1.3 Research question and hypotheses

To sum up, in the present study we want to explore how gender-stereotypical tasks implicitly influence primary school children’s performance and motivation in the classroom. For this purpose, we focus on potential negative effects of gender-stereotypical task materials in mathematics, originally intended to foster girls’ motivation (e.g. where girls have to calculate ballet tickets). This is because large-scale assessment studies like PISA still show girls underperforming compared to boys in mathematics (OECD, 2016) although a lot of energy is invested in programs to foster girls’ motivation in STEM. At the same time, detrimental effects of implicit activated stereotypes for girls’ mathematical performance have been well documented (for a review see Régner et al., 2014) even though their effects on motivation are less well documented for young ages. Based on stereotype threat theory (Steele & Aronson, 1995) and in line with former stereotype threat studies with young children (Ambady et al., 2001; Hermann & Vollmeyer, 2016; Neuville & Croizet, 2007) the following hypotheses were investigated:

H1

Compared to gender-neutral mathematical tasks, we expect gender-stereotypical mathematical tasks to…

  1. (a)

    Decrease girls’ performance (stereotype threat effect)

  2. (b)

    Increase boys’ performance (stereotype lift effect).

Furthermore, we want to explore how gender-stereotypical tasks influence girls’ and boys’ motivational aspects, defined as interest and enjoyment, perceived competence and perceived pressure and tension based on self-determination theory (Deci & Ryan, 1985).

2 Method

2.1 Sample and design

Altogether N = 151 primary school children (47.7% female; mean age: M = 9.81, SD = 0.60) participated in the study. They were attending fourth grade in three different schools in Germany. The collection of the data took place during a regular school session in a class context, with all children who were permitted to attend the test by their parents. The children were randomly assigned to one of two conditions as they either calculated gender-stereotypical or gender-neutral mathematical tasks. Hence, the study followed a 2 (sex: female vs. male) × 2 (task: gender stereotypical vs. gender-neutral) design. Mathematical performance and motivational aspects were assessed as dependent variables.

2.2 Material and procedure

Based on the two gender-specific mathematics textbooks (Speicher, 2009a, b) we composed three different tests with mathematical word problems in which we manipulated gender stereotype salience implicitly. Whereas words, numbers and calculating operations were adjusted and held constant in all versions, design, pictures and the thematic embedment of the tasks was varied according to gender-stereotypical character (Themes of all tasks can be seen in Appendix A).

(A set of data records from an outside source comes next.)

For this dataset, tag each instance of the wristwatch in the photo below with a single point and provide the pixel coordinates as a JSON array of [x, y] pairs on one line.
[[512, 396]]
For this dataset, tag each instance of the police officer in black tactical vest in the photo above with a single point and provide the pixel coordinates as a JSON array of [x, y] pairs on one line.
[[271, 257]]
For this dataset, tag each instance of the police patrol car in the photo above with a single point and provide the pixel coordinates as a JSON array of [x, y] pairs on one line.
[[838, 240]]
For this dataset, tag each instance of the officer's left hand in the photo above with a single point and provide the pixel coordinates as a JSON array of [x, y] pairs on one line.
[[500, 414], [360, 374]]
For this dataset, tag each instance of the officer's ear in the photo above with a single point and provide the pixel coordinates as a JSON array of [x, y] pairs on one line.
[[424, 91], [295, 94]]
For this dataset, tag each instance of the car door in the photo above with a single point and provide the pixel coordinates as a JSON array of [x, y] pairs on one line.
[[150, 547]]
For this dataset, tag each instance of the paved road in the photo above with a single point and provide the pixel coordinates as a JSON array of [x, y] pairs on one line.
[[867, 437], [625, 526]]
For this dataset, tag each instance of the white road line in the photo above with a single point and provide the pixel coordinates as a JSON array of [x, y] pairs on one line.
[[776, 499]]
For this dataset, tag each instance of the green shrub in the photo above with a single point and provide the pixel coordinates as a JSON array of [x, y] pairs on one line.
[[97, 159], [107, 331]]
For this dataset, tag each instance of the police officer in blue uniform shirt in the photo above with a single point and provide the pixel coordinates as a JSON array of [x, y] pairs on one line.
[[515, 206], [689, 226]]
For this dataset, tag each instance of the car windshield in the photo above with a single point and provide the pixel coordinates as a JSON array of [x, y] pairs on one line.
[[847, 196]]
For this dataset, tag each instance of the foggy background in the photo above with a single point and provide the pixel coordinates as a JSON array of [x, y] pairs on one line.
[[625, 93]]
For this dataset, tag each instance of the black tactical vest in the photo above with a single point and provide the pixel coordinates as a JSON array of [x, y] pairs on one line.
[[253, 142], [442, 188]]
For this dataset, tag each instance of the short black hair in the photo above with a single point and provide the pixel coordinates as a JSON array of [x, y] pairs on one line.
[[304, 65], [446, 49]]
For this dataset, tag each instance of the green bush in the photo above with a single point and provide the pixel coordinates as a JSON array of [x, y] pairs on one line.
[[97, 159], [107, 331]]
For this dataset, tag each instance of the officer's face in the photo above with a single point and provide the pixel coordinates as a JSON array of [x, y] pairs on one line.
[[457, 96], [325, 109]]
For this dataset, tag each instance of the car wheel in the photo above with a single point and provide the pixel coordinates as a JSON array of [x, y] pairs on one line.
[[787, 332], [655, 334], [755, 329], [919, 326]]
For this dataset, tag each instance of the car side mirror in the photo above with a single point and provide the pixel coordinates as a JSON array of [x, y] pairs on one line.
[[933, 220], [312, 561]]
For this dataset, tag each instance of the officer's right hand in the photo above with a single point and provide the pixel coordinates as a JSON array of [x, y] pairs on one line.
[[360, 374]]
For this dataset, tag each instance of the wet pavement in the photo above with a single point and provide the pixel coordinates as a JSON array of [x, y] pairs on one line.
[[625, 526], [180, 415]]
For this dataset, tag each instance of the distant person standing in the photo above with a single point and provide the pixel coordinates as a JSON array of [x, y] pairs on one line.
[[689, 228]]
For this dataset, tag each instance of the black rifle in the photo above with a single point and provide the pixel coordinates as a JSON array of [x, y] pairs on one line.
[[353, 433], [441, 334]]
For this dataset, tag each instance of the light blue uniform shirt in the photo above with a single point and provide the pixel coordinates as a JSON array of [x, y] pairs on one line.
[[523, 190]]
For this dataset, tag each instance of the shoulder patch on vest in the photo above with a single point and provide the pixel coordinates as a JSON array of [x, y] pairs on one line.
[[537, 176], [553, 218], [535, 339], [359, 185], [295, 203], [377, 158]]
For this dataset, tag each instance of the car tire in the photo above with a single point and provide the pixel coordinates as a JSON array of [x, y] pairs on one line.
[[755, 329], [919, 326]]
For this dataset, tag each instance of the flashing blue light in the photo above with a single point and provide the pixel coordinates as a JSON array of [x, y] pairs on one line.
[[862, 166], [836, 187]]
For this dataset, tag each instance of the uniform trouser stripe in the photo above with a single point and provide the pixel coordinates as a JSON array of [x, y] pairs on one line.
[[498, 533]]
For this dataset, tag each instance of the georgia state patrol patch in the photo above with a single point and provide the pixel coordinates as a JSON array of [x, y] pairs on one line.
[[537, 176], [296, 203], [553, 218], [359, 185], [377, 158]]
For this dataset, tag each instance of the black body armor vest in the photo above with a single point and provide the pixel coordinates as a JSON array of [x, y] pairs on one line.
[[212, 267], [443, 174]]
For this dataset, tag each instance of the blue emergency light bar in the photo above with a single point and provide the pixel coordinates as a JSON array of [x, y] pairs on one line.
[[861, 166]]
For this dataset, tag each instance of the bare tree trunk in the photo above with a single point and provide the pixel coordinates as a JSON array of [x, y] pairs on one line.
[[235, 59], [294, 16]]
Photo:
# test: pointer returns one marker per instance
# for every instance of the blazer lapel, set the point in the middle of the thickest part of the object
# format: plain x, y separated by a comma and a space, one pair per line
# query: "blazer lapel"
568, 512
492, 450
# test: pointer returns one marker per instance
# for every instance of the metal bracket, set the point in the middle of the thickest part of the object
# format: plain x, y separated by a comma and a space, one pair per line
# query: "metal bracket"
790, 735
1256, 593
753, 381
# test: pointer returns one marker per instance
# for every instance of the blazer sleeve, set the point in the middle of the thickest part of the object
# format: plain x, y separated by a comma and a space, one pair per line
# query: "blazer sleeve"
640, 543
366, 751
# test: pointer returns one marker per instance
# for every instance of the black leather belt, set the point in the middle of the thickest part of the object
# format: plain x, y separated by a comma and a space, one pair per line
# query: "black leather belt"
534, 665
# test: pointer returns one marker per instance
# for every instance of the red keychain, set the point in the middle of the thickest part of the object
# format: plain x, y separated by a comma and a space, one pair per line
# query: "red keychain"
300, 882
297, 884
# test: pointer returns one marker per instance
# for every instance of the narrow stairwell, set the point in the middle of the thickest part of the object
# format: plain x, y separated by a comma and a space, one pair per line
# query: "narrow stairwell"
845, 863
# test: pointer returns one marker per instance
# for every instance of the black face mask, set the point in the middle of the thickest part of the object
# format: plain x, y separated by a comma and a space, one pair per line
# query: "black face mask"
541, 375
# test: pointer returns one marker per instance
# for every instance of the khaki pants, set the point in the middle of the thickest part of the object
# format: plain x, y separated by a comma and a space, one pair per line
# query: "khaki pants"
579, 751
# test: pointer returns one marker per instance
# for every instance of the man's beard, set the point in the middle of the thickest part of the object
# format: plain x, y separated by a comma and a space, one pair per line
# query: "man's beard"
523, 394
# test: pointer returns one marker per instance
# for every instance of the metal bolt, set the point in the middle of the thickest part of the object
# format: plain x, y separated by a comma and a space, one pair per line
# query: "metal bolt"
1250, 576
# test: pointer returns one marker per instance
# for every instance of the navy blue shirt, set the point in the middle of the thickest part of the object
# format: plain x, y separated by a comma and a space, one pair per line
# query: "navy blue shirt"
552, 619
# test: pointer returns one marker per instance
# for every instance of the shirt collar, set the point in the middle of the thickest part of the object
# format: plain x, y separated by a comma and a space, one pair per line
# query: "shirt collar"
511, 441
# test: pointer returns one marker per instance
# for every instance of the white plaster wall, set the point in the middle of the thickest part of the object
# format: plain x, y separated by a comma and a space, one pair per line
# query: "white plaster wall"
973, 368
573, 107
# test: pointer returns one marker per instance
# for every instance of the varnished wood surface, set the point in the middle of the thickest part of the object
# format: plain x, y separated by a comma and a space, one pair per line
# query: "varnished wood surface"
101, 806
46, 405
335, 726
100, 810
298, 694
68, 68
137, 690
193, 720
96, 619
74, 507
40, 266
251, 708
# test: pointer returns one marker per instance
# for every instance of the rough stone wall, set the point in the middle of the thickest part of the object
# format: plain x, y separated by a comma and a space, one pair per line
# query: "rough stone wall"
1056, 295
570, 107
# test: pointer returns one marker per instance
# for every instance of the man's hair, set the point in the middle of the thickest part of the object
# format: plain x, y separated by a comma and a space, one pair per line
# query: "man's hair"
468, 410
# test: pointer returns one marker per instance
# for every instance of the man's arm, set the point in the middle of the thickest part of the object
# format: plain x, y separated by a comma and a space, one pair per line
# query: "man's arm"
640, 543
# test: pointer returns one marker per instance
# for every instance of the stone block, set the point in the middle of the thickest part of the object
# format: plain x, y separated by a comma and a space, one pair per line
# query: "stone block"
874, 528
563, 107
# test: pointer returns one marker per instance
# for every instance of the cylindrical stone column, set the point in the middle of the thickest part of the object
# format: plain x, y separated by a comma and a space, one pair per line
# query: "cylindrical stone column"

For example, in the gender-stereotypical test version boys had to find out how many coins the pirates had captured, while girls calculated how many pearls were needed to make jewelry (see Fig. 1). Meanwhile, in the gender-neutral version students had to calculate the number of sweets collected at a carnival parade, which is traditionally a very popular event for children in Germany, like Halloween in the United States.

Fig. 1
figure 1

Implicit experimental manipulation. Note: Carnival celebrations include dressing up in costumes, dancing events and parades. Every town celebrating carnival boasts at least one parade with floats making fun of the themes of the day. Usually, sweets are thrown into the crowds lining the streets

Overall, we selected six tasks which required different mathematical skills typically taught in the third and fourth grade in Germany (addition/subtraction up to 1000, multiplication tables, multiplication and division). Before testing the children, the tasks were checked by an expert teacher with respect to their difficulty. As the six tasks had several partial solutions every single result was rated 0 (incorrect) or 1 (correct), resulting in a score representing the percentage of correct outcomes. The reliability of the test was very good with Cronbach’s α = 0.85. To complete the test children had 20 min. Childrens’ motivational aspects were assessed afterwards with a nine-item questionnaire, taken out of a German short version of the Intrinsic Motivation Inventory (Kurzskala Intrinsischer Motivation, KIM; Wilde et al., 2009) by Deci and Ryan (2003). According to self-determination theory (Deci & Ryan, 1985, 1993) the KIM contains four subscales to assess intrinsic motivation: interest and enjoyment, perceived competence, perceived choice as well as pressure and tension. Except for the perceived choice scale, which does not fit the test situation in our study, we used all subscales and adapted the item formulations as well as the design of the Likert scale to the younger age of our participants (see Fig. 2). Figure 2 also illustrates sample items for all subscales, each consisting of three items, showing acceptable to good reliability. All in all, the children had to answer nine items before giving their personal data (gender & age). To check our manipulation the children finally had to indicate whether they believed boys or girls to be better at mathematics. Here it was also allowed to mark both sexes if no gender difference was perceived. For a successful manipulation we expected boys to be seen as superior by all children who worked on stereotyped mathematical tasks, whereas no difference was expected in the control group.

Fig. 2
figure 2

Sample items of the motivational subscales

3 Results

Before testing our hypotheses, we checked the success of our manipulation by conducting a Chi-Square test on the crosstab group x assigned competence. The results in Table 1 reveal significant group differences in the children’s evaluation of girls’ and boys’ mathematical abilities, χ2 (6, N = 146) = 13.58, p < 0.05, Φ = 0.30. However, contradicting our expectations, boys and girls assigned greater mathematical ability to their own gender after working on gender-stereotypical tasks. That means, the manipulation check turned out as expected only for boys.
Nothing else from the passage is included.